The above was published in the St. Louis Post-Dispatch on-line, and by just after midnight had already garnered its first comment from “DocGonzo” who wrote:
“Hannegen will be in here any minute telling us that second hand smoke is not bad at all for children. I guess that they should just go somewhere else as well?”
By midday there were already over 60 comments posted, but not a one from Hannegan! You can view them/add your own here.
SPECIAL TO THE POST-DISPATCH
WILDWOOD — A group of Rockwood Valley Middle School students’ award-winning presentation Monday night persuaded the Wildwood City Council to consider a ban on indoor smoking in public places.
After hearing teacher Becky Forristal’s seven-graders make their pitch for the ban, the council invited the students to meet next month with one of its legislative committees to explore the feasibility of an anti-smoking ordinance.
Clayton is currently considering an indoor smoking ordinance. Wildwood officials have discussed but never formally proposed a smoking ban, City Administrator Daniel Dubruiel said.
“We ask you to consider a ban on smoking in public places in Wildwood,” said student Jillian Pfeiffer, citing the risks second-hand smoke causes poses for adults and children.
The student presentation, “It’s No Joke, Ban the Smoke,” was packed with research about tobacco smoke’s risks and health benefits reaped by other communities that have imposed smoking bans. The project won a statewide competition sponsored by the Missouri Bar Association’s Project Citizen, a program that requires students to study public policy issues, propose solutions and act on their plans, Forristal said.
“A government can and should be concerned about the health of the community,” student Odessa Magafas told the council.

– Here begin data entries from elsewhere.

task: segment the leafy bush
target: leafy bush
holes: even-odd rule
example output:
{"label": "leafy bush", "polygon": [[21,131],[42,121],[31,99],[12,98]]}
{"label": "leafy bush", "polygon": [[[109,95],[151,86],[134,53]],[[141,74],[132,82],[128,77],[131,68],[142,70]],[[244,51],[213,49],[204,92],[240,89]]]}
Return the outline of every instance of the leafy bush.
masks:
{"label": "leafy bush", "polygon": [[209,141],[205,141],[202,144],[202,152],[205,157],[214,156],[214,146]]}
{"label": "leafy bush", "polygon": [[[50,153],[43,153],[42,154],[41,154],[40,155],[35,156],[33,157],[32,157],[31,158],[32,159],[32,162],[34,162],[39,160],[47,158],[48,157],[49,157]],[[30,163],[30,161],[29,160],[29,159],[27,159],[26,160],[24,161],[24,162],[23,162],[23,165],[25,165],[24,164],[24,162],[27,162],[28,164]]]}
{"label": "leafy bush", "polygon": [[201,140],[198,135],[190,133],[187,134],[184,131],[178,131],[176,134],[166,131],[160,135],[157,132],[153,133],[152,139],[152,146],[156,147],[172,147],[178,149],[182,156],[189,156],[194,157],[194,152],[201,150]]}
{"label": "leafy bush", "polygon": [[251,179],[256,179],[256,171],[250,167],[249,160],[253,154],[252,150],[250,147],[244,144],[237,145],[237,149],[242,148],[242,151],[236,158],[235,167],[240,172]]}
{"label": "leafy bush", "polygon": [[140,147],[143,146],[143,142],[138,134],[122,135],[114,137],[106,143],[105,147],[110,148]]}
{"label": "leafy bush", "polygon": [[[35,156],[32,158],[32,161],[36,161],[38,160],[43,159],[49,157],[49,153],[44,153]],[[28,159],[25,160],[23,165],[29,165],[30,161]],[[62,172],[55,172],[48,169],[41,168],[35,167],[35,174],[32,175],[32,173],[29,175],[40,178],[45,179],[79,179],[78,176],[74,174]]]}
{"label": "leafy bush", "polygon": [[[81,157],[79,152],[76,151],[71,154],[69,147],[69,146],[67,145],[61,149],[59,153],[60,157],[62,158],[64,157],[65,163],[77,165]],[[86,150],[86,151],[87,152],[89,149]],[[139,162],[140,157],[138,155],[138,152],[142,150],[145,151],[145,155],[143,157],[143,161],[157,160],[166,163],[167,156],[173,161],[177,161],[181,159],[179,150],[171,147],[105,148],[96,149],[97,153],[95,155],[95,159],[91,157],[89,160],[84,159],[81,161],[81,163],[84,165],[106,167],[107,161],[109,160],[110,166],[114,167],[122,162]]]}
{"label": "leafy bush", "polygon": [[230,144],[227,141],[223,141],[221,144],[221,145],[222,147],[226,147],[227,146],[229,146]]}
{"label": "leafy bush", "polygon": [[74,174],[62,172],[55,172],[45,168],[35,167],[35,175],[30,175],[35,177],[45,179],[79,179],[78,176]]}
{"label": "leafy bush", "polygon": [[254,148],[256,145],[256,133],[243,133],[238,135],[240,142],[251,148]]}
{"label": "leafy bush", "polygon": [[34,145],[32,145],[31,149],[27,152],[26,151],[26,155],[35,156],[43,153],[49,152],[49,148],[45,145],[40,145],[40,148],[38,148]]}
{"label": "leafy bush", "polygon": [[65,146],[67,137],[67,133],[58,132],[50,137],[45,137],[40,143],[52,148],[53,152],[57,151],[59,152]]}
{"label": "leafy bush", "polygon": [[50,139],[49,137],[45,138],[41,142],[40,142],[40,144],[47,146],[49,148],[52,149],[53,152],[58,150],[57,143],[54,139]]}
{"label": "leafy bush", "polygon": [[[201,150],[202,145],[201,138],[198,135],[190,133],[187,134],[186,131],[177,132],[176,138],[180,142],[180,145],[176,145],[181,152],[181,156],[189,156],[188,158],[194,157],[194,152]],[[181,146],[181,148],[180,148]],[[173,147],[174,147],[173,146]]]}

Alexis Gilner, another student, said 83 percent of the 372 Wildwood residents who responded to her class survey said they were bothered by second-hand smoke in restaurants. Wildwood has about 15 restaurants and bars.
The students urged adoption of an ordinance modeled on one in force in Ballwin, which applies to all public places, including restaurants and bars that make less than 60 percent of their income from the sale of alcohol.
Former Ballwin Mayor Walt Young joined the students in supporting the smoking ban. “It’s something you should give some real serious consideration,” Young said.